High Note

by Deirdre Kelly

photography by Alexander Vlad

Up-and-coming lyric soprano Jonelle Sills (BFA ’16, BEd ’16) is on her way to putting her mark on Canada’s thriving opera scene. One of York University’s Top 30 Changemakers Under 30, she is one of only a handful of Black women performing in the rarefied world of opera – a situation she hopes to change by becoming a trailblazer in the field.

Top 30 Alumni under 30 logo“Representation in the arts is important,” says the youngest of five children born to British-Guyanese immigrant parents in Markham, Ont. “My hope is that other Black singers see me and know that it’s possible to push ahead and get noticed. It’s the work that counts.”

As Sills is quick to point out, there are no overnight sensations in her profession. The road to success is long and arduous, requiring a dogged sense of commitment to complete the journey. Her own experience attests to that. She grew up singing in church and, after showing promise as a child, her mother enrolled her in Toronto’s Bach Children’s Chorus at the age of 12.

Following years of private coaching with Barbara Fris, the teacher who told her she had what it takes to become a professional singer, Sills went on to study voice at York University with Stephanie Bogle, an acclaimed soprano with extensive operatic experience on the world stage. Bogle took Sills’s raw talent and made it soar. “I was pretty rough when I arrived at York,” she says, “and I experienced a lot of failures. But I set a series of small goals for myself, and I didn’t give up. I’ve been given a gift from God, and I knew not to waste it.”

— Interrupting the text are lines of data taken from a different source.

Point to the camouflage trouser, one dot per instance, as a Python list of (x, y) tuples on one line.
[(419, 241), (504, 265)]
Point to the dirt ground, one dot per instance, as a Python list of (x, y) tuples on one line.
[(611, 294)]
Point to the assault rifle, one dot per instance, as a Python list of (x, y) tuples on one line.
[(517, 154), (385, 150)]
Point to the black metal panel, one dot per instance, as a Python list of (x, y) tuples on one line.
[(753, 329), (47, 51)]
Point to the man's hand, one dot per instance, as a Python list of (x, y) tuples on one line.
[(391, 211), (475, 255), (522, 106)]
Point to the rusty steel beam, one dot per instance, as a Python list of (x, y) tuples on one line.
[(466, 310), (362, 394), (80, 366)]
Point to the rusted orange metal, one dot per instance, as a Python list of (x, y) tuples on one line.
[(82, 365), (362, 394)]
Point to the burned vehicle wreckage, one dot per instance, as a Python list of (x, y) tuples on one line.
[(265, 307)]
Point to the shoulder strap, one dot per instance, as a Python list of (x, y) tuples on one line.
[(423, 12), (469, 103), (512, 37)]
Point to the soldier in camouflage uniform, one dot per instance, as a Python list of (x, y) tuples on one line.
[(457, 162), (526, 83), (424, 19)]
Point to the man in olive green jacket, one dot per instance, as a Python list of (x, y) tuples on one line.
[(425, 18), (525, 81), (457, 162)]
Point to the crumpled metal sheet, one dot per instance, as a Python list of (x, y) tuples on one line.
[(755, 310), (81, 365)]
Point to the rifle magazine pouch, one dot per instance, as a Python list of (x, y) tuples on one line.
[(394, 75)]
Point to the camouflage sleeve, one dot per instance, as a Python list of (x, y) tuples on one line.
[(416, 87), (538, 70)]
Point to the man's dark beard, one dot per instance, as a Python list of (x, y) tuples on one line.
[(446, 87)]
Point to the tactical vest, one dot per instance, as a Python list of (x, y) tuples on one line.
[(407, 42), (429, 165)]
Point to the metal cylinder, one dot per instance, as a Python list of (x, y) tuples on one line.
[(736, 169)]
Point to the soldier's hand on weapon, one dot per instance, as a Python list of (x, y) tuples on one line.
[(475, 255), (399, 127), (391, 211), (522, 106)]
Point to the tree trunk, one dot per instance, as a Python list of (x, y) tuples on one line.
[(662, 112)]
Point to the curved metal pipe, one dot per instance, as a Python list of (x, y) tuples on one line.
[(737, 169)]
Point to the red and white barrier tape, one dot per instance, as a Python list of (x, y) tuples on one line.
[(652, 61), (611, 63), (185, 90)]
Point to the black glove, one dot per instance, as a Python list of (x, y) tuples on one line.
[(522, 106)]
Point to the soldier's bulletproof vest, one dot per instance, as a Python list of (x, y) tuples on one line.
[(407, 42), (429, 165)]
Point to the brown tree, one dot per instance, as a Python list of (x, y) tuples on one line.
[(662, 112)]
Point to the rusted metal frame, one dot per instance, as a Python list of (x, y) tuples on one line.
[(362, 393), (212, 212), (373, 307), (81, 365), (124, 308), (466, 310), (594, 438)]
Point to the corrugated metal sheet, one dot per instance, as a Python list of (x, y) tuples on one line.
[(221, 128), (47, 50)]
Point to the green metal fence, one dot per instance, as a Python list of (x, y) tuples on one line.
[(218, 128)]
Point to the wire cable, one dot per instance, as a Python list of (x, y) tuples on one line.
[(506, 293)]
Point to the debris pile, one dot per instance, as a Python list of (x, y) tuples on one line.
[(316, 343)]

Jonelle Sills. Photograph by Gergo Farkas.

Post-graduation, at Bogle’s recommendation, Sills enrolled at The Royal Conservatory of Music’s Glenn Gould School, where she took master classes with soprano Adrianne Pieczonka and Canadian Opera Company veteran Liz Upchurch. The warmth and power of her vocal line established Sills as one to watch by the time she left the program in 2018. After a couple of years performing roles in works such as Benjamin Britten’s The Rape of Lucretia, Mozart’s Le Nozze di Figaro and more. Doing community engagement work with Jamii, a community based arts organization with links to Canadian Stage, Sills landed her first major contract, a 2019 production of Claude Vivier’s contemporary opera Kopernikus. Staged by Toronto’s celebrated Against the Grain Theatre company, the show went on to earn a Dora for best ensemble performance, an auspicious beginning for a singer on the rise.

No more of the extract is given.